In 1994, U.S. Representative Newt Gingrich (R-GA) engineered a Republican take- over of the U.S. House, making him its first Republican Speaker in forty years. But Gingrich never would have gotten to that position had he been on the other side of a razor-thin election to his congressional seat just four years earlier. In 1990, the Democratic Congressional Campaign Committee (DCCC) did not view Gingrich as vulnerable, and thus did not fund the campaign of his Democratic opponent, David Worley. However, the DCCC underestimated the political skills of Worley. They undervalued concerns within the District that Gingrich was spending too much time advancing his national profile and not enough time on parochial issues. Startlingly, Gingrich defeated Worley by just 983 votes out of more than 155,000 votes cast.

Worley could have won the race, but the national Democrats did not fund his campaign. The following day, Gingrich averred to the New York Times that he got the message: "They [his constituents] want me to come home more often, to pay more attention to local issues, and I'm going to do it."

Many Americans are still reeling from the protracted and still disputed Presidential election of 2000, where Republican George W. Bush was certified by Florida Secretary of State Katharine Harris as the winner of the Florida Presidential election, and thus won the national election. Officially, Bush had just 597 more votes in the sunshine state out of more than six million votes cast in Florida.

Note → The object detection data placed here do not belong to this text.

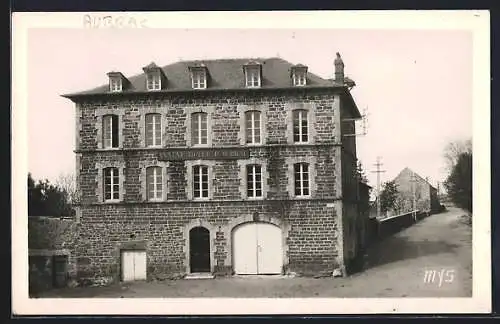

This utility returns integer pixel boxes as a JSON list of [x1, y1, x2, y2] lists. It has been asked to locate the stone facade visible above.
[[64, 57, 366, 281], [394, 168, 440, 212]]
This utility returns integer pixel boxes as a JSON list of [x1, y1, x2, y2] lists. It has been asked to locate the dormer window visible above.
[[109, 76, 122, 92], [146, 71, 161, 91], [244, 61, 261, 88], [108, 72, 128, 92], [292, 64, 307, 87], [189, 64, 207, 89], [142, 62, 164, 91]]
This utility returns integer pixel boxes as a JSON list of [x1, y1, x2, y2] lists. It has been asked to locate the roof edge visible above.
[[60, 84, 350, 101]]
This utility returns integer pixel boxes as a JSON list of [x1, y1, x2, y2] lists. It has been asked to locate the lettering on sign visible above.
[[158, 148, 250, 161], [83, 15, 147, 29]]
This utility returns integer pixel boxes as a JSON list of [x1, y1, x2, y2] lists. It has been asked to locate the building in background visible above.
[[394, 168, 441, 213], [64, 54, 366, 281]]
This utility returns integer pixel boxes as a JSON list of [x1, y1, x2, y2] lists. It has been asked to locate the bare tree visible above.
[[444, 139, 472, 171], [56, 173, 80, 205]]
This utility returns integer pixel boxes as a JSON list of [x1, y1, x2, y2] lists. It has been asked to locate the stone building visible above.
[[63, 54, 368, 281], [394, 168, 441, 213]]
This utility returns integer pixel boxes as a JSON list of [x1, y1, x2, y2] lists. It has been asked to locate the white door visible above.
[[257, 224, 283, 274], [233, 223, 283, 274], [122, 251, 147, 281], [233, 224, 257, 274]]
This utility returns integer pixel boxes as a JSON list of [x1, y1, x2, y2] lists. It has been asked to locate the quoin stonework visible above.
[[64, 54, 368, 281]]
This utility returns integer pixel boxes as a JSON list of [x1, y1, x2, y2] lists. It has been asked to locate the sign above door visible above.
[[158, 148, 250, 161]]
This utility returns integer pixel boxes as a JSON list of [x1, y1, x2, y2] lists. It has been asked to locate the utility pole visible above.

In 1880, Republican James Garfield defeated Democrat Winfield S. Hancock in the popular vote by just 7,368 popular votes out of 9,217,410. However, in the Electoral College, the margin was much wider, with Garfield garnering 214 votes and Hancock mustering just 155 votes.

In the election of 1884, one solitary event might have been the difference in another close election. A few days prior to the 1884 Presidential election, Presbyterian Minister Samuel Burchard, a supporter of Republican Presidential nominee James G. Blaine, spoke before the Religious Bureau of the Republican National Committee of New York, where he excoriated the Democrats as the Party of "Rum, Romanticism, and Rebellion."

Blaine sat silently during this tirade and made no effort to disassociate himself from these volatile remarks. Unfortunately for the unsuspecting Blaine, many Irish voters took umbrage by the use of the word "rum," believing that the Minister was perpetuating a stereotype that Irish-Americans, who were mostly Democrats, were alcoholics. This galvanized the Irish vote against Blaine in the swing state of New York, where Democrat Grover Cleveland eked out a razor-thin victory, defeating Blaine by just 1,047 votes. New York proved to be the state that made the electoral difference in a very close Presidential election.

The race for the Republican Gubernatorial nomination in Kentucky will enter the annals of whisker-close elections in American history. When election results are this close, those who chose to sit on the electoral sidelines believing their vote would not make a difference, may view with much regret their reticence to participate in the electoral process.